At TLC, everything we do is centered around giving thanks to others. It is where everything starts and everything ends. Everything. Our daily Thank You Bowl where we draw from the bowl and read each morning thank you notes campers have written for staff and staff have written for campers. Our random Gratitude Minutes at camp, which come in the middle of intense drills and everyone drops to the ground for a minute to think of what they are grateful for. Our staff meetings where we begin each meeting with staff throwing out thanks to other staff members for the little (and big) things they did to make the acknowledger’s life a little better. Without them, we are just tennis players running around in funny outfits hitting a little ball back and forth (or, in my case, into the net). With them, we are our better selves.
Every morning for many years, since I get up earlier than my wife and daughter (5 AM, hard to get anyone up earlier than that), I start the day by making my pot of decaf coffee (My wife says why do you even bother? I say you do not want to see me on caffeine) and a handwritten note, a short note, a love note, I guess you would call it, but it really is about being thankful for what they mean to me. When my daughter is not here, I just write my wife.

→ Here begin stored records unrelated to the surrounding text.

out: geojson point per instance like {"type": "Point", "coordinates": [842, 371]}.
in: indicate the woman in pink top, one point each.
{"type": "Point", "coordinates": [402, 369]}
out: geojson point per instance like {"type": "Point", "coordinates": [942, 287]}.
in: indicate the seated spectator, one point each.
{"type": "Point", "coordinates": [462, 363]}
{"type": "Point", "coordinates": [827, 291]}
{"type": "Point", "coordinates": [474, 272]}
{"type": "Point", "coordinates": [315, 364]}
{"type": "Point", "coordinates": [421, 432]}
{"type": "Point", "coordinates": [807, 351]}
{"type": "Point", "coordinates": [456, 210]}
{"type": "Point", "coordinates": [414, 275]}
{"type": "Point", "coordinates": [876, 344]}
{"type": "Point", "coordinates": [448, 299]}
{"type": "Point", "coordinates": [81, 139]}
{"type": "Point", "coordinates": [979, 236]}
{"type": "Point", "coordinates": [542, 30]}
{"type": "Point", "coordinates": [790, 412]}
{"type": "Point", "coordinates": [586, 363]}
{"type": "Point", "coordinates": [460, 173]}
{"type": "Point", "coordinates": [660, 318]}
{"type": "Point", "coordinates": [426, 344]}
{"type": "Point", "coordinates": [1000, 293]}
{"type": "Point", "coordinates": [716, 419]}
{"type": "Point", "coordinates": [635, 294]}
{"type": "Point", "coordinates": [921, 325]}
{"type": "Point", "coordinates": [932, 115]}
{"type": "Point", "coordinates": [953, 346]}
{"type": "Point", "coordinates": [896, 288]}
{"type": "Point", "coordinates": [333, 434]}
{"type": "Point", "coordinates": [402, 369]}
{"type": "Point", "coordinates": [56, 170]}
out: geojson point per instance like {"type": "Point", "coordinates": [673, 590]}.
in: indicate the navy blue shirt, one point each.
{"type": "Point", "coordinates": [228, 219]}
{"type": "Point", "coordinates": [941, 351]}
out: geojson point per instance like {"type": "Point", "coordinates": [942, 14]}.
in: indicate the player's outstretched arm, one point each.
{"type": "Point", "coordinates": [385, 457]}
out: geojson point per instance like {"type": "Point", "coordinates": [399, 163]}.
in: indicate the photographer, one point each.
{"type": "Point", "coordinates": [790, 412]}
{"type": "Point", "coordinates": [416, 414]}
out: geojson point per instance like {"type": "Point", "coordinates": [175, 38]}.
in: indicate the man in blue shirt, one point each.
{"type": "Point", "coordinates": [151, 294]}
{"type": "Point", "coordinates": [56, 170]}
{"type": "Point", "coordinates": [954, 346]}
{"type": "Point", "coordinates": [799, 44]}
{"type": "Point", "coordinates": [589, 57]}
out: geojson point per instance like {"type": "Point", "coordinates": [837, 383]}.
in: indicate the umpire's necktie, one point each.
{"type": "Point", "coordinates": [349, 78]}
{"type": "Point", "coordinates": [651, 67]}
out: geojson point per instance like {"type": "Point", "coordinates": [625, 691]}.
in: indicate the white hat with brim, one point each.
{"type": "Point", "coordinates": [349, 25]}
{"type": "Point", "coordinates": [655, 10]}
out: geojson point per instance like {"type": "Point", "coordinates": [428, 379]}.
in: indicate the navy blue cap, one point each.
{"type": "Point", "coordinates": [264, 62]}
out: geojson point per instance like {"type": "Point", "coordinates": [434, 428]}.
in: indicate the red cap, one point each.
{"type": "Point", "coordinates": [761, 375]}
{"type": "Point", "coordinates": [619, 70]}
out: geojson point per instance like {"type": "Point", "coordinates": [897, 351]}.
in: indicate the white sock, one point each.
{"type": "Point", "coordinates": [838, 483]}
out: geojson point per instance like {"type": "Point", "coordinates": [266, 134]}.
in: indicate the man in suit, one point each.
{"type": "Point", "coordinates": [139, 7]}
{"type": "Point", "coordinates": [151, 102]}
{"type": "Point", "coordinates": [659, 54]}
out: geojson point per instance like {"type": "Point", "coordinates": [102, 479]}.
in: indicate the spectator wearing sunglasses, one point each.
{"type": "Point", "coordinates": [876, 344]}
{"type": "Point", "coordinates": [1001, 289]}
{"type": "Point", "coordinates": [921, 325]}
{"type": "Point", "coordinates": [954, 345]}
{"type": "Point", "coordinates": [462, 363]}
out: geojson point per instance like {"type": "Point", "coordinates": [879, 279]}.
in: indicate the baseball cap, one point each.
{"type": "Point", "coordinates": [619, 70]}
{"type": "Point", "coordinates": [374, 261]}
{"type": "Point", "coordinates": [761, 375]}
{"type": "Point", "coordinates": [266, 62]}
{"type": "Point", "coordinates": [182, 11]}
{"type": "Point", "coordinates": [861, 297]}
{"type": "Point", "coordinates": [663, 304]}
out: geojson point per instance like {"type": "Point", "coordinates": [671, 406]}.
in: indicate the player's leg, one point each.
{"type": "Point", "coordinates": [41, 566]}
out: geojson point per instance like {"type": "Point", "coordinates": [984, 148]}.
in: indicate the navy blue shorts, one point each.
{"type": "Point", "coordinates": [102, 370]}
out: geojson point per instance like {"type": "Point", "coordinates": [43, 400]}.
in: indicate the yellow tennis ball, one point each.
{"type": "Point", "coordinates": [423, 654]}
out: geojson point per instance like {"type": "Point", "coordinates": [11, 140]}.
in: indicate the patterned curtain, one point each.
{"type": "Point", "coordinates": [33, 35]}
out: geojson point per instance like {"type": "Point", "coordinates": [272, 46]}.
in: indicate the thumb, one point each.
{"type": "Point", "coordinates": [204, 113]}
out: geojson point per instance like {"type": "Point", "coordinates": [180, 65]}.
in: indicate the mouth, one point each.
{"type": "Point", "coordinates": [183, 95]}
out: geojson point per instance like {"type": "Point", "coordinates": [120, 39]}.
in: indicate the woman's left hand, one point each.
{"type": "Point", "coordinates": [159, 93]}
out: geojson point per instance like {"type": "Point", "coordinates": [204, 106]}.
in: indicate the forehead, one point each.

This morning, our daughter is coming home from college for Thanksgiving weekend. And what I wrote to my wife today – over decaf – was the truth about what having them in my life does.
But first, let me tell you what having them in my life does not do. It does not make difficult things go away. It does not protect me from circumstances that might happen during a day (a rude store clerk, a disrespectful colleague, an escaped carjacking – to which I must just add a note from personal experience, do not pick up strangers!!!); cancer of a friend (or who knows, maybe me someday?); it does not cure depression, it does not prevent people from dying, because, secret here, all people do eventually die; it does not prevent mean people from being mean, it does not make cheaters not cheat; it does not erase my own mistakes when I speak an unkind word or do an unkind deed; it does not prevent painful things in life from occurring, or even recurring.
What it does do is this. (And, by the way, I discover new things each time I write a short note, so that is a benefit to me every morning by having me focus outside myself to start the day, no matter how I am feeling).
I will let the note speak for itself.
“I am so glad to be a part of your life.
It makes all hard things easier
And all good things better.”
Perhaps being grateful does not protect us from life’s slings and arrows. But it makes them easier to bear. Being grateful means we are forced to remember we are not in this battle alone. And that makes all the difference.
So, today, first, I encourage you to write a short note of gratitude to someone who has helped you make the hard things in life easier and the good things in life better. Three sentences. It will take you two minutes away from your turkey or your football game.
Second, I encourage you to – with your family or by yourself – set aside one minute. Just one. Set a timer. Stop everything. And just sit and be grateful for whatever you are grateful for.
Third. Brew a pot of decaf so someone else other than myself can be made fun of.
Happy Thanksgiving from Tennis & Life Camps. We are grateful you are a part of our mission.